BANTUL SUDAH RATA DENGAN TANAH
“Bantul kabarnya sudah rata dengan tanah!” desah orang-orang di sebelah. Wajah mereka hampir menunjukkan ekspresi yang sama. Muram! Bintang menarik napas panjang. Masih bisakah dia berharap? Seandainya dia mampu, dia ingin segera pulang ke Bantul. Tapi itu cuma seandainya!
“Permisi, Mbak sudah makan siang?” seorang sukarelawan menghampirinya. Bintang tersenyum, teringat beberapa waktu yang lalu ketika dia menghabiskan hari-harinya di barak pengungsian Awas Merapi, “Untuk yang lain saja dulu. Saya belum lapar.” Sukarelawan itu pergi dengan tersenyum juga. Bintang memandangi sekeliling. Pemandangan yang sebenarnya sudah tidak asing lagi baginya. Minggu-minggu terakhir ini dia banyak menghabiskan waktu di barak pengungsian. Tapi situasi kali ini memang sedikit berbeda. Sebelumnya mungkin Bintang hanya bertemu wajah-wajah cemas dan bosan. Tapi yang ada di sekelilingnya kini adalah wajah-wajah berduka. Tangis yang tidak putus dan Bintang menjadi bagian dari semua itu. Sejenak kemudian sukarelawan mulai banyak berdatangan. Para pengungsi itu pun berebut makanan.
“Mbak, hari ini Mbak yang akan kami pindahkan ke rumah sakit.”
“Yang lain bagaimana?”
“Mbak, Mbak ini sebenarnya harus mendapat penanganan segera. Semua orang memang membutuhkan bantuan sekarang tapi kami tetap harus membuat prioritas bukan?”

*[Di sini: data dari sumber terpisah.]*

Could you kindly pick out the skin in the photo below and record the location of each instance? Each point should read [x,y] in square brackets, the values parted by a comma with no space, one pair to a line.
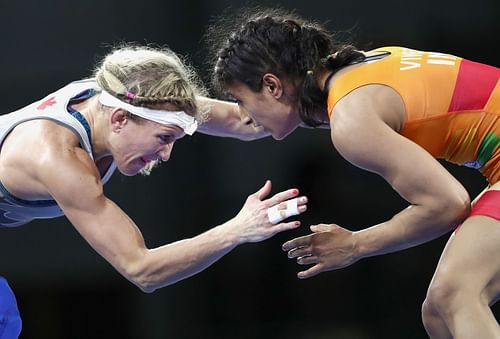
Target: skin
[108,229]
[438,202]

Kali ini Bintang harus menurut. Beberapa orang memindahkan tubuhnya ke dalam ambulans. Satu-satunya yang tersisa padanya hanya sebuah tas kecil yang sekarang dipeluknya di dada. Sebelum pintu ambulans ditutup, Bintang sempat melihat sebuah sosok berkemeja putih dan berjaket hitam dengan kamera di tangan. Sepertinya tidak asing lagi, tapi siapa? Mungkin hanya kebetulan mirip dengan seseorang diantara sekian banyak orang yang dikenalnya.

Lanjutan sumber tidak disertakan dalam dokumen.